Beefy Boxes and Bandwidth Generously Provided by pair Networks
XP is just a number
 
PerlMonks  

Speeding up commercial Web applications

by PotPieMan (Hermit)
on May 08, 2003 at 01:56 UTC ( [id://256443]=perlquestion: print w/replies, xml ) Need Help??

PotPieMan has asked for the wisdom of the Perl Monks concerning the following question:

I have been assigned the unfortunate task of improving the performance of a commercial Perl application. We have the source to this application, and are free to make modifications to it. However, we do not want to make very many major modifications, in hopes of being able to upgrade to new versions of the product in the future.

To give you a general idea of the issue, the application takes approximately 10 seconds to generate each page. Between 3 and 5 seconds is an "acceptable" load time, so there's a lot of work to do. I've made optimizations where possible, trying to improve the application's use of the database, but I've only shaved off a few milliseconds here and there. Again, I've limited myself becase I want to be able to upgrade later.

The overriding problem is that the application feels like it was written for Perl 4. By that I mean that there are lots of global variables, many local variables, and definitely no use strict. That makes running the application in mod_perl fairly difficult, if not impossible. Apache::Registry definitely seems to be out. Apache::PerlRun looks like my best bet. I've run across Good place to learn Apache::PerlRun, but given that the application feels like Perl 4 code, I am not very hopeful.

Finally, FastCGI and SpeedyCGI are probably out of the question because our systems group won't support either.

Do you think I have any options? I would prefer not to have to recommend a new hardware purchase.

Thanks,
-Daniel

Replies are listed 'Best First'.
Re: Speeding up commercial Web applications
by tachyon (Chancellor) on May 08, 2003 at 04:00 UTC

    6-7 seconds processing is an awesome amount of time unless your machine is dog slow. First have a look with top to see if you are running out of RAM and getting into the swap space this will really kill you for speed. If so add more RAM (its cheaper than hacking time). Perl loves RAM and so do DBs for that matter.
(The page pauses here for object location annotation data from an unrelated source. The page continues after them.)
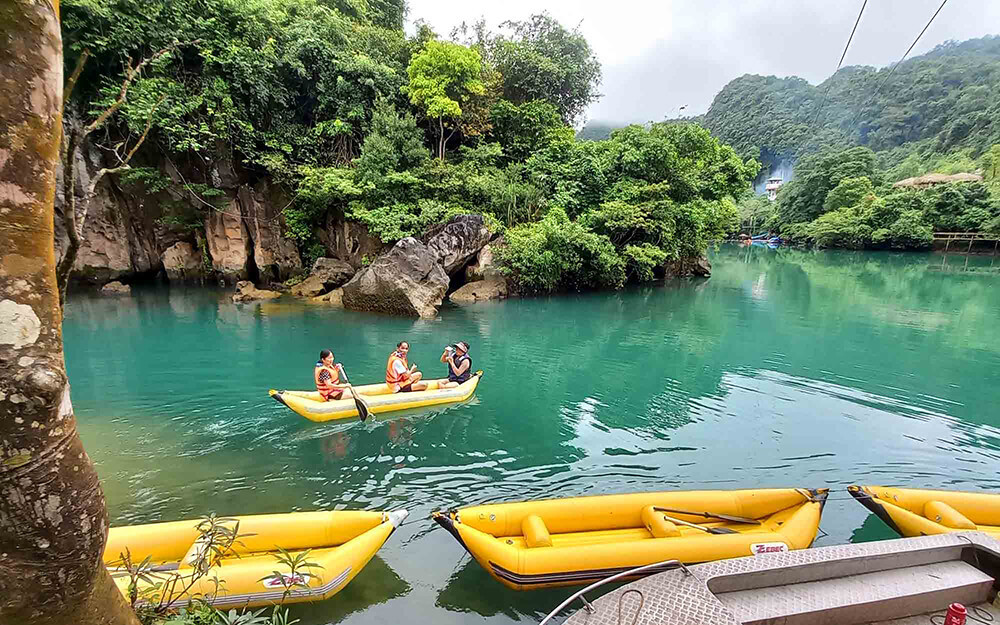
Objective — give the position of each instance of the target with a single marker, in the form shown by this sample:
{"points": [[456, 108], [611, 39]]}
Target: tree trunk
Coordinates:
{"points": [[53, 520]]}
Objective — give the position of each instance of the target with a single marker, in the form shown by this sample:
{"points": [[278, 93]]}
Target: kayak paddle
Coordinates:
{"points": [[362, 406], [710, 530], [721, 517]]}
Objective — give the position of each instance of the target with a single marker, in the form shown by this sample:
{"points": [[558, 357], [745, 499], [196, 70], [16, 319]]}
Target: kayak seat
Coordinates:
{"points": [[657, 525], [535, 532], [942, 513]]}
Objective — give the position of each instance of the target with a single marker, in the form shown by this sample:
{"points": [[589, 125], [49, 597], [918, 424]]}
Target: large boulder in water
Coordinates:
{"points": [[456, 242], [484, 267], [326, 274], [481, 290], [408, 280], [247, 292]]}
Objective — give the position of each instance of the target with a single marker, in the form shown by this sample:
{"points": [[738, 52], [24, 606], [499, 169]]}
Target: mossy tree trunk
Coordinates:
{"points": [[53, 520]]}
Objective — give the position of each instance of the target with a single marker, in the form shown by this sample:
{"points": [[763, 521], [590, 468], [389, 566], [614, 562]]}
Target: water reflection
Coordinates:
{"points": [[786, 368], [376, 584]]}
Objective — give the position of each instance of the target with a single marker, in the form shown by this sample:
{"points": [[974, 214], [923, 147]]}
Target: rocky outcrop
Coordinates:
{"points": [[181, 261], [116, 288], [334, 298], [483, 267], [246, 292], [456, 242], [274, 256], [686, 267], [228, 242], [350, 241], [481, 290], [407, 280], [326, 274]]}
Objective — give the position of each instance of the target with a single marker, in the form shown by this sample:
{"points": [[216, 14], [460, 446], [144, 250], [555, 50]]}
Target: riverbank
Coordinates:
{"points": [[787, 367]]}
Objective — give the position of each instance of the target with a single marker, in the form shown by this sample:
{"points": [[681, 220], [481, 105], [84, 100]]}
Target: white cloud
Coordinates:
{"points": [[659, 56]]}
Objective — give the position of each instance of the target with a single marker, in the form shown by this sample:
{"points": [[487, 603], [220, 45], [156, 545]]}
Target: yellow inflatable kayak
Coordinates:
{"points": [[310, 405], [578, 540], [914, 512], [341, 543]]}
You really can't throw too much RAM at either.The more RAM a DB has available the more data and indexes it will cache. Most of my servers have at least 2GB.
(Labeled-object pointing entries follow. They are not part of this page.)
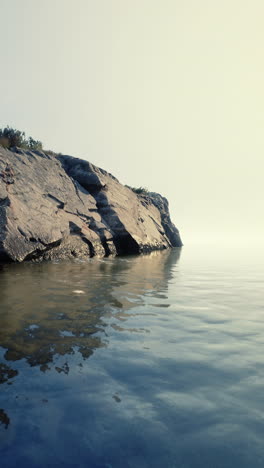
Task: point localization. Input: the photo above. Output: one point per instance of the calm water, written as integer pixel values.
(137, 362)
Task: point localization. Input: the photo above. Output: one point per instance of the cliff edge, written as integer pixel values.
(62, 207)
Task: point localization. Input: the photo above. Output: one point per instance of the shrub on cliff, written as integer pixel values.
(10, 137)
(139, 190)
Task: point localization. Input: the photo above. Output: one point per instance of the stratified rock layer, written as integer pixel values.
(61, 207)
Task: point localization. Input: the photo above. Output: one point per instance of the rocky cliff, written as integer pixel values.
(62, 207)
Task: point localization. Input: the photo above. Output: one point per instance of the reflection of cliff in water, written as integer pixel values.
(48, 309)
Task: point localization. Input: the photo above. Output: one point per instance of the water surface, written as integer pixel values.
(149, 361)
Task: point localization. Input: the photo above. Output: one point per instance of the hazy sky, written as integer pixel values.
(166, 94)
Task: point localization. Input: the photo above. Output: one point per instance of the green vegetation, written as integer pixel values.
(10, 137)
(139, 190)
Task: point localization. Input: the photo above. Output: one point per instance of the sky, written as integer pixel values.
(165, 94)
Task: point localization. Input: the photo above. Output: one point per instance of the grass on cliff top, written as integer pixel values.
(139, 190)
(10, 137)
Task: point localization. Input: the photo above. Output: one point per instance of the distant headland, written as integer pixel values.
(54, 206)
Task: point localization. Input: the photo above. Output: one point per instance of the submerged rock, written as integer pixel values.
(62, 207)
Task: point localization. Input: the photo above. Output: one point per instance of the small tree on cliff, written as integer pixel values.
(10, 137)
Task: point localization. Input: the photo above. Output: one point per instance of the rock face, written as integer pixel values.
(62, 207)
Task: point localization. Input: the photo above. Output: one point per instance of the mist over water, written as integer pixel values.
(148, 361)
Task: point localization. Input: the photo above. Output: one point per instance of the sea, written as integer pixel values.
(150, 361)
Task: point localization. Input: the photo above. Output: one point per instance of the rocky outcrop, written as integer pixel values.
(61, 207)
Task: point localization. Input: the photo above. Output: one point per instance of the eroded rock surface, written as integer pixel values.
(61, 207)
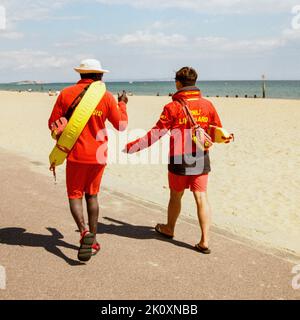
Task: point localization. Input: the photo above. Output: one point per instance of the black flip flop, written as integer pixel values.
(202, 250)
(157, 229)
(85, 250)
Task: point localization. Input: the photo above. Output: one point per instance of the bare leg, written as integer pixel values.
(174, 209)
(93, 212)
(204, 216)
(77, 213)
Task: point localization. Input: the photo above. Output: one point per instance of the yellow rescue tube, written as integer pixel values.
(77, 123)
(219, 135)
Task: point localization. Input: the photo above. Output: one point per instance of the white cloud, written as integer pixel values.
(212, 6)
(11, 35)
(35, 9)
(30, 59)
(141, 38)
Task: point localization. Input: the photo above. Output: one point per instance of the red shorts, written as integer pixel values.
(194, 183)
(83, 178)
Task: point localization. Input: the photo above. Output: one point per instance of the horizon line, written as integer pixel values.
(38, 82)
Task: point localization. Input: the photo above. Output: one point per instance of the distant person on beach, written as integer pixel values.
(187, 168)
(85, 165)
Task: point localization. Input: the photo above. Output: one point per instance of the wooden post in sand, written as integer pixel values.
(264, 85)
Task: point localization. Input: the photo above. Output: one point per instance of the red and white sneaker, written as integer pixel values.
(95, 248)
(86, 244)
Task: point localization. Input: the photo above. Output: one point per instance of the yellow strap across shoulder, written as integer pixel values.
(77, 123)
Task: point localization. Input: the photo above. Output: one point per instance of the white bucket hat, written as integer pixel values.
(90, 66)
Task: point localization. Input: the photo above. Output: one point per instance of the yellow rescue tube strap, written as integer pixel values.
(220, 135)
(77, 123)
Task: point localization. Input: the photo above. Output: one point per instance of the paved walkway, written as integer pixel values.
(38, 249)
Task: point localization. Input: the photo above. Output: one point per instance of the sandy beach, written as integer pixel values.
(254, 183)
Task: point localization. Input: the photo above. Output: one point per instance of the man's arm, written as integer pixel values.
(163, 125)
(57, 111)
(215, 119)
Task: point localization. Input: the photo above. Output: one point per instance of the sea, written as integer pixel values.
(274, 89)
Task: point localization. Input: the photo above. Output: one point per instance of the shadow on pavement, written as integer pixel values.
(124, 229)
(19, 237)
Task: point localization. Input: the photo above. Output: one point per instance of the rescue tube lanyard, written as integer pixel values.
(52, 167)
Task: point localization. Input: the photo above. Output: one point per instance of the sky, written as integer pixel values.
(150, 39)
    You must be doing a lot of post processing on the DB output to take 6-7 seconds. Don't. Sorting, Grouping, Joining, Selecting are all tasks that should be done at the DB level (fast and in C) not the application level (slower in Perl). This of course may entail major recoding. If you are only displaying X results then add a LIMIT clause so you only get that many rows - quicker to get, less to post process for a minor change.

    You must have a lot of loops to be consuming this much time. Rewrite them to either exit as soon as they can ie:

    # slow print "Found" if grep{ /$find/ } @list # always faster and uses less memory for (@list) { do{ print "Found"; last } if /$find/; }

    or preferably do it at DB level as noted.
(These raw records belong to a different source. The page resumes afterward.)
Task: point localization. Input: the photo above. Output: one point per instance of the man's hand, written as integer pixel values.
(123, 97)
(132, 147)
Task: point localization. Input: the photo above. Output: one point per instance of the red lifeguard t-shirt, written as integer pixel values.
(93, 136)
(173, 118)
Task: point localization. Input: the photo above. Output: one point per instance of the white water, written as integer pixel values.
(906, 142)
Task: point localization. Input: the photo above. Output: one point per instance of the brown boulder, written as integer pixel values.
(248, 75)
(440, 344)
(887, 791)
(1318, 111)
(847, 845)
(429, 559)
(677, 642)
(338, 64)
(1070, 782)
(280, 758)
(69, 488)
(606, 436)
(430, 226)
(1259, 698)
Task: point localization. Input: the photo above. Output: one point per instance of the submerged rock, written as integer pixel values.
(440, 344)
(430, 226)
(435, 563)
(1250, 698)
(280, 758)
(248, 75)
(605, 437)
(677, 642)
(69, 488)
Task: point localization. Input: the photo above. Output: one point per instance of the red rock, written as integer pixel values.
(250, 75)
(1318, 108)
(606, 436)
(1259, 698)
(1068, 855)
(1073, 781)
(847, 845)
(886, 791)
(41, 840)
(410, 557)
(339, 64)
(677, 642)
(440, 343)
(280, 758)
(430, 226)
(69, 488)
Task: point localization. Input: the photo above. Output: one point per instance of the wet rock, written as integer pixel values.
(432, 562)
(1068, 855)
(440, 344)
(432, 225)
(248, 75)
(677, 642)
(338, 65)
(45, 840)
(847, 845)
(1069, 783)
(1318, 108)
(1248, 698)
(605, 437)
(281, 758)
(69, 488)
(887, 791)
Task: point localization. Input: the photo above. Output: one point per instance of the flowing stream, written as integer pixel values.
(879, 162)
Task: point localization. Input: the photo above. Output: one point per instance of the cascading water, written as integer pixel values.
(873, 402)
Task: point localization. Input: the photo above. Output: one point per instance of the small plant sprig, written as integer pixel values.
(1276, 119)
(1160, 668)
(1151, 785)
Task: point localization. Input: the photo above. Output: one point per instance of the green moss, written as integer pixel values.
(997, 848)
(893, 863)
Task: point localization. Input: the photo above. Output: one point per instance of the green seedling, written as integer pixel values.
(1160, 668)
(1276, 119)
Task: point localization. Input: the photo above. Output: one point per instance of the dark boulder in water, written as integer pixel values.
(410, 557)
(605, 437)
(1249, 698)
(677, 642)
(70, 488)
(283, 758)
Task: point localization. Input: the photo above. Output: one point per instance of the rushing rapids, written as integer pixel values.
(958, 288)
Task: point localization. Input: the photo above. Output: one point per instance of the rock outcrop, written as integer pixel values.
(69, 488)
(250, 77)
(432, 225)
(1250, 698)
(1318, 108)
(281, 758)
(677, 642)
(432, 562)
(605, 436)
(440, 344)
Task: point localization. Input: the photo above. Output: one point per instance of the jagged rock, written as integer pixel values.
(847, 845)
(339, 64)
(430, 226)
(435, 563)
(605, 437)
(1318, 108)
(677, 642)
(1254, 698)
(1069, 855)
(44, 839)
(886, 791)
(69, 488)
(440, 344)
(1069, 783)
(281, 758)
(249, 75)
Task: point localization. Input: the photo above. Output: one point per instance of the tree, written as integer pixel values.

    On the subject of loops you can spend memory and gain speed by building hash lookup tables rather than iterating over lists.

    If you are doing sorts that can't be done on the DB with an ORDER BY clause you may need a Schwartzian Transform depending on the application.

    If you are calling external processes or including dynamic content you will get benefit from caching static results, updating them as required, and using these.

    PerlRun is an option but all it really does is save a bit of time on the compile and load which is apparently not your issue given the time breakdown. It will help and is the simplest option if the code will run OK under it.

    cheers

    tachyon

    s&&rsenoyhcatreve&&&s&n.+t&"$'$`$\"$\&"&ee&&y&srve&&d&&print

      Though I agree about the RAM thing, using DBMS functions to process the data is not always faster. I've found SELECT DISTINCT to be, on occasion, many times slower than feeding the output of a simple SELECT into a hash.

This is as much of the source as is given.